Harry Shafer, general manager at FARMbloomington, said a sous chef put up the job posting-- which was taken from another site-- without reading it thoroughly.
“It was taken down as soon as we were aware of the negatives listed. I promise that the ad does not reflect the kind of business we run,” Shafer told FoxNews.com in an email.
It’s common knowledge that being a line cook is grueling work. A candidate must endure long hours, low pay and few breaks. An entry level line cook job starts at as low as $8 an hour and doesn't really get much higher than $24. According to the Bureau of Labor Statistics, the national median wage for line cooks in 2011 was $10.61.
While the ad only stayed up on Craigslist for a few minutes, FARMBloomington admitted it did have some bad help in the past.
Shafer added: “’Sick’ associates are most often just hungover, so it is our policy that the managers decide if they cannot work.”

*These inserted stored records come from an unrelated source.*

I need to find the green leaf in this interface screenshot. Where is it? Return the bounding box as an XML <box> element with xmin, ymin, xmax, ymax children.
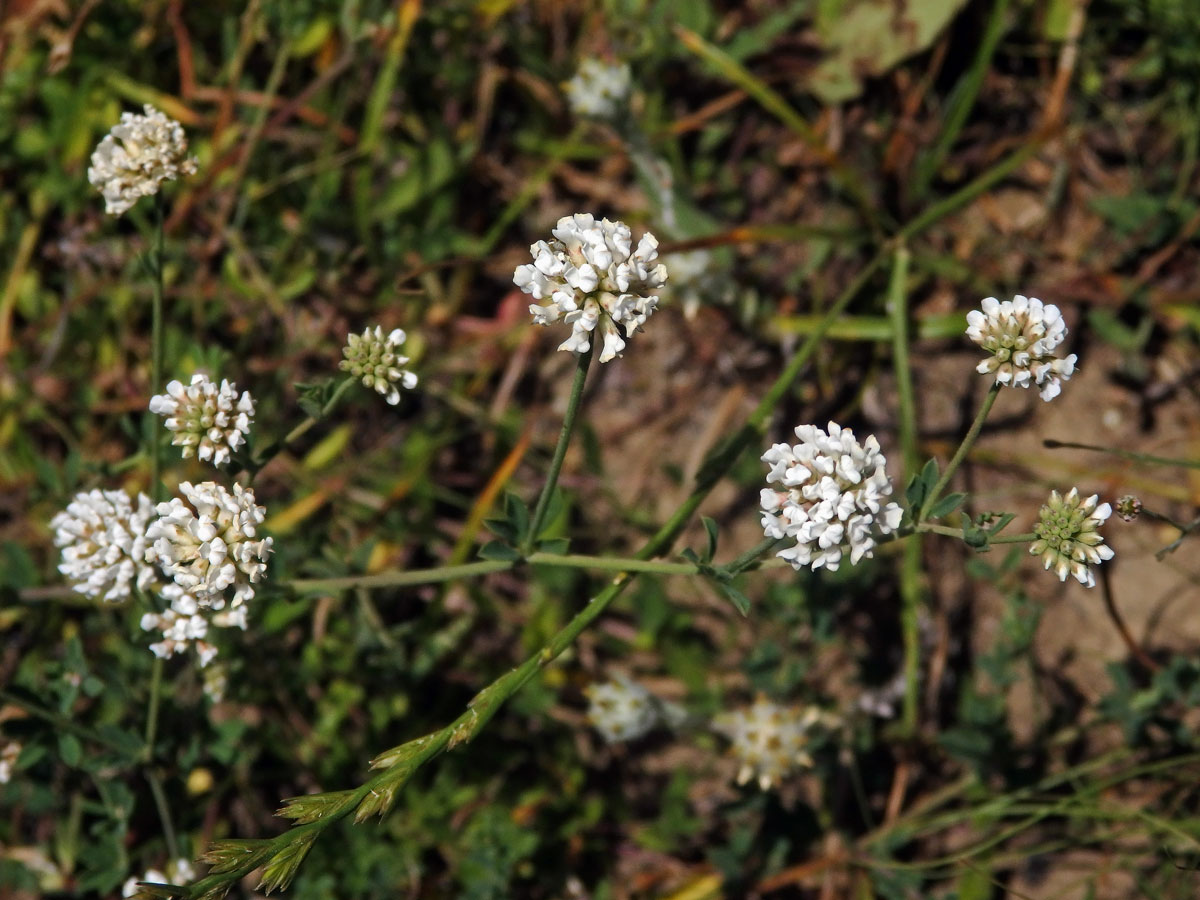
<box><xmin>929</xmin><ymin>493</ymin><xmax>967</xmax><ymax>518</ymax></box>
<box><xmin>700</xmin><ymin>516</ymin><xmax>716</xmax><ymax>563</ymax></box>
<box><xmin>538</xmin><ymin>538</ymin><xmax>571</xmax><ymax>556</ymax></box>
<box><xmin>720</xmin><ymin>584</ymin><xmax>750</xmax><ymax>616</ymax></box>
<box><xmin>479</xmin><ymin>541</ymin><xmax>521</xmax><ymax>563</ymax></box>
<box><xmin>59</xmin><ymin>734</ymin><xmax>83</xmax><ymax>768</ymax></box>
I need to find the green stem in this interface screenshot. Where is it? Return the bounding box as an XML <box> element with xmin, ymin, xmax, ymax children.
<box><xmin>917</xmin><ymin>382</ymin><xmax>1004</xmax><ymax>523</ymax></box>
<box><xmin>281</xmin><ymin>378</ymin><xmax>358</xmax><ymax>446</ymax></box>
<box><xmin>292</xmin><ymin>559</ymin><xmax>516</xmax><ymax>593</ymax></box>
<box><xmin>142</xmin><ymin>656</ymin><xmax>163</xmax><ymax>762</ymax></box>
<box><xmin>149</xmin><ymin>193</ymin><xmax>166</xmax><ymax>503</ymax></box>
<box><xmin>145</xmin><ymin>769</ymin><xmax>179</xmax><ymax>860</ymax></box>
<box><xmin>523</xmin><ymin>343</ymin><xmax>599</xmax><ymax>556</ymax></box>
<box><xmin>888</xmin><ymin>244</ymin><xmax>924</xmax><ymax>737</ymax></box>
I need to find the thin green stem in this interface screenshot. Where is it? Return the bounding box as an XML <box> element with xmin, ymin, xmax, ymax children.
<box><xmin>280</xmin><ymin>378</ymin><xmax>358</xmax><ymax>446</ymax></box>
<box><xmin>148</xmin><ymin>193</ymin><xmax>166</xmax><ymax>503</ymax></box>
<box><xmin>142</xmin><ymin>656</ymin><xmax>163</xmax><ymax>762</ymax></box>
<box><xmin>917</xmin><ymin>382</ymin><xmax>1004</xmax><ymax>522</ymax></box>
<box><xmin>888</xmin><ymin>244</ymin><xmax>924</xmax><ymax>737</ymax></box>
<box><xmin>297</xmin><ymin>559</ymin><xmax>516</xmax><ymax>593</ymax></box>
<box><xmin>145</xmin><ymin>769</ymin><xmax>179</xmax><ymax>860</ymax></box>
<box><xmin>523</xmin><ymin>345</ymin><xmax>596</xmax><ymax>554</ymax></box>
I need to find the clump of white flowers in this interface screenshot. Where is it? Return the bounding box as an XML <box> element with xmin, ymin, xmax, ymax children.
<box><xmin>142</xmin><ymin>584</ymin><xmax>246</xmax><ymax>668</ymax></box>
<box><xmin>88</xmin><ymin>103</ymin><xmax>196</xmax><ymax>216</ymax></box>
<box><xmin>583</xmin><ymin>674</ymin><xmax>659</xmax><ymax>744</ymax></box>
<box><xmin>121</xmin><ymin>857</ymin><xmax>196</xmax><ymax>898</ymax></box>
<box><xmin>338</xmin><ymin>325</ymin><xmax>416</xmax><ymax>406</ymax></box>
<box><xmin>50</xmin><ymin>490</ymin><xmax>156</xmax><ymax>602</ymax></box>
<box><xmin>761</xmin><ymin>422</ymin><xmax>904</xmax><ymax>571</ymax></box>
<box><xmin>150</xmin><ymin>372</ymin><xmax>254</xmax><ymax>466</ymax></box>
<box><xmin>563</xmin><ymin>58</ymin><xmax>634</xmax><ymax>119</ymax></box>
<box><xmin>1030</xmin><ymin>487</ymin><xmax>1112</xmax><ymax>588</ymax></box>
<box><xmin>146</xmin><ymin>481</ymin><xmax>272</xmax><ymax>610</ymax></box>
<box><xmin>967</xmin><ymin>294</ymin><xmax>1075</xmax><ymax>401</ymax></box>
<box><xmin>713</xmin><ymin>697</ymin><xmax>822</xmax><ymax>791</ymax></box>
<box><xmin>0</xmin><ymin>740</ymin><xmax>22</xmax><ymax>785</ymax></box>
<box><xmin>512</xmin><ymin>212</ymin><xmax>667</xmax><ymax>362</ymax></box>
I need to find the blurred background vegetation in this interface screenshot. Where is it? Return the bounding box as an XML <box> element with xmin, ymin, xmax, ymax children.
<box><xmin>0</xmin><ymin>0</ymin><xmax>1200</xmax><ymax>900</ymax></box>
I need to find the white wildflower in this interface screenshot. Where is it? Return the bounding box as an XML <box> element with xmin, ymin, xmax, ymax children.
<box><xmin>0</xmin><ymin>740</ymin><xmax>22</xmax><ymax>785</ymax></box>
<box><xmin>761</xmin><ymin>422</ymin><xmax>904</xmax><ymax>570</ymax></box>
<box><xmin>338</xmin><ymin>325</ymin><xmax>416</xmax><ymax>406</ymax></box>
<box><xmin>563</xmin><ymin>58</ymin><xmax>632</xmax><ymax>120</ymax></box>
<box><xmin>50</xmin><ymin>490</ymin><xmax>156</xmax><ymax>601</ymax></box>
<box><xmin>146</xmin><ymin>481</ymin><xmax>272</xmax><ymax>610</ymax></box>
<box><xmin>967</xmin><ymin>294</ymin><xmax>1075</xmax><ymax>401</ymax></box>
<box><xmin>88</xmin><ymin>103</ymin><xmax>196</xmax><ymax>216</ymax></box>
<box><xmin>150</xmin><ymin>372</ymin><xmax>254</xmax><ymax>466</ymax></box>
<box><xmin>512</xmin><ymin>212</ymin><xmax>667</xmax><ymax>362</ymax></box>
<box><xmin>121</xmin><ymin>857</ymin><xmax>196</xmax><ymax>898</ymax></box>
<box><xmin>1030</xmin><ymin>487</ymin><xmax>1112</xmax><ymax>588</ymax></box>
<box><xmin>713</xmin><ymin>697</ymin><xmax>822</xmax><ymax>791</ymax></box>
<box><xmin>583</xmin><ymin>674</ymin><xmax>659</xmax><ymax>744</ymax></box>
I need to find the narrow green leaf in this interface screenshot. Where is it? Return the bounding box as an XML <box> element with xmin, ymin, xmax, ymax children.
<box><xmin>721</xmin><ymin>584</ymin><xmax>750</xmax><ymax>616</ymax></box>
<box><xmin>700</xmin><ymin>516</ymin><xmax>716</xmax><ymax>563</ymax></box>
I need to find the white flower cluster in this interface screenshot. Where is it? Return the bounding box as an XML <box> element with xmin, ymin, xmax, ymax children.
<box><xmin>563</xmin><ymin>58</ymin><xmax>632</xmax><ymax>120</ymax></box>
<box><xmin>50</xmin><ymin>481</ymin><xmax>271</xmax><ymax>666</ymax></box>
<box><xmin>121</xmin><ymin>857</ymin><xmax>196</xmax><ymax>898</ymax></box>
<box><xmin>1030</xmin><ymin>487</ymin><xmax>1112</xmax><ymax>588</ymax></box>
<box><xmin>337</xmin><ymin>325</ymin><xmax>416</xmax><ymax>406</ymax></box>
<box><xmin>146</xmin><ymin>481</ymin><xmax>272</xmax><ymax>610</ymax></box>
<box><xmin>88</xmin><ymin>103</ymin><xmax>196</xmax><ymax>216</ymax></box>
<box><xmin>967</xmin><ymin>294</ymin><xmax>1075</xmax><ymax>401</ymax></box>
<box><xmin>761</xmin><ymin>422</ymin><xmax>904</xmax><ymax>570</ymax></box>
<box><xmin>713</xmin><ymin>697</ymin><xmax>823</xmax><ymax>791</ymax></box>
<box><xmin>142</xmin><ymin>584</ymin><xmax>246</xmax><ymax>672</ymax></box>
<box><xmin>50</xmin><ymin>490</ymin><xmax>156</xmax><ymax>602</ymax></box>
<box><xmin>512</xmin><ymin>212</ymin><xmax>667</xmax><ymax>362</ymax></box>
<box><xmin>583</xmin><ymin>674</ymin><xmax>659</xmax><ymax>744</ymax></box>
<box><xmin>150</xmin><ymin>372</ymin><xmax>254</xmax><ymax>466</ymax></box>
<box><xmin>0</xmin><ymin>740</ymin><xmax>22</xmax><ymax>785</ymax></box>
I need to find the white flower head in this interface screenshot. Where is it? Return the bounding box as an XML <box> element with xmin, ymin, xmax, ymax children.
<box><xmin>337</xmin><ymin>325</ymin><xmax>416</xmax><ymax>406</ymax></box>
<box><xmin>713</xmin><ymin>697</ymin><xmax>822</xmax><ymax>791</ymax></box>
<box><xmin>150</xmin><ymin>372</ymin><xmax>254</xmax><ymax>466</ymax></box>
<box><xmin>121</xmin><ymin>857</ymin><xmax>196</xmax><ymax>898</ymax></box>
<box><xmin>967</xmin><ymin>294</ymin><xmax>1075</xmax><ymax>401</ymax></box>
<box><xmin>88</xmin><ymin>103</ymin><xmax>196</xmax><ymax>216</ymax></box>
<box><xmin>146</xmin><ymin>481</ymin><xmax>272</xmax><ymax>610</ymax></box>
<box><xmin>0</xmin><ymin>740</ymin><xmax>22</xmax><ymax>785</ymax></box>
<box><xmin>583</xmin><ymin>674</ymin><xmax>659</xmax><ymax>744</ymax></box>
<box><xmin>761</xmin><ymin>422</ymin><xmax>904</xmax><ymax>571</ymax></box>
<box><xmin>142</xmin><ymin>584</ymin><xmax>246</xmax><ymax>672</ymax></box>
<box><xmin>563</xmin><ymin>58</ymin><xmax>632</xmax><ymax>120</ymax></box>
<box><xmin>1030</xmin><ymin>487</ymin><xmax>1112</xmax><ymax>588</ymax></box>
<box><xmin>512</xmin><ymin>212</ymin><xmax>667</xmax><ymax>362</ymax></box>
<box><xmin>50</xmin><ymin>490</ymin><xmax>156</xmax><ymax>602</ymax></box>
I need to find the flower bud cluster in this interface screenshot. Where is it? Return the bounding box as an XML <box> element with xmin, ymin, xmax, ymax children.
<box><xmin>512</xmin><ymin>212</ymin><xmax>667</xmax><ymax>362</ymax></box>
<box><xmin>563</xmin><ymin>58</ymin><xmax>632</xmax><ymax>120</ymax></box>
<box><xmin>967</xmin><ymin>294</ymin><xmax>1075</xmax><ymax>401</ymax></box>
<box><xmin>713</xmin><ymin>697</ymin><xmax>822</xmax><ymax>791</ymax></box>
<box><xmin>761</xmin><ymin>422</ymin><xmax>904</xmax><ymax>571</ymax></box>
<box><xmin>337</xmin><ymin>325</ymin><xmax>416</xmax><ymax>406</ymax></box>
<box><xmin>150</xmin><ymin>372</ymin><xmax>254</xmax><ymax>466</ymax></box>
<box><xmin>1030</xmin><ymin>487</ymin><xmax>1112</xmax><ymax>588</ymax></box>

They haven’t revised the job opening as of yet, so we can’t tell if this line about showing up for work “even if you’re sick as a dog” will remain a requirement.
But Shafer pointed out that the restaurant’s hourly staff gets paid time-and-a-half if they work over 40 hours, and they receive gift cards as bonuses.
He added: “Although we do run a tight ship and a very professional kitchen, I promise you our staff enjoys themselves while they are here (at least as much as someone can while working).”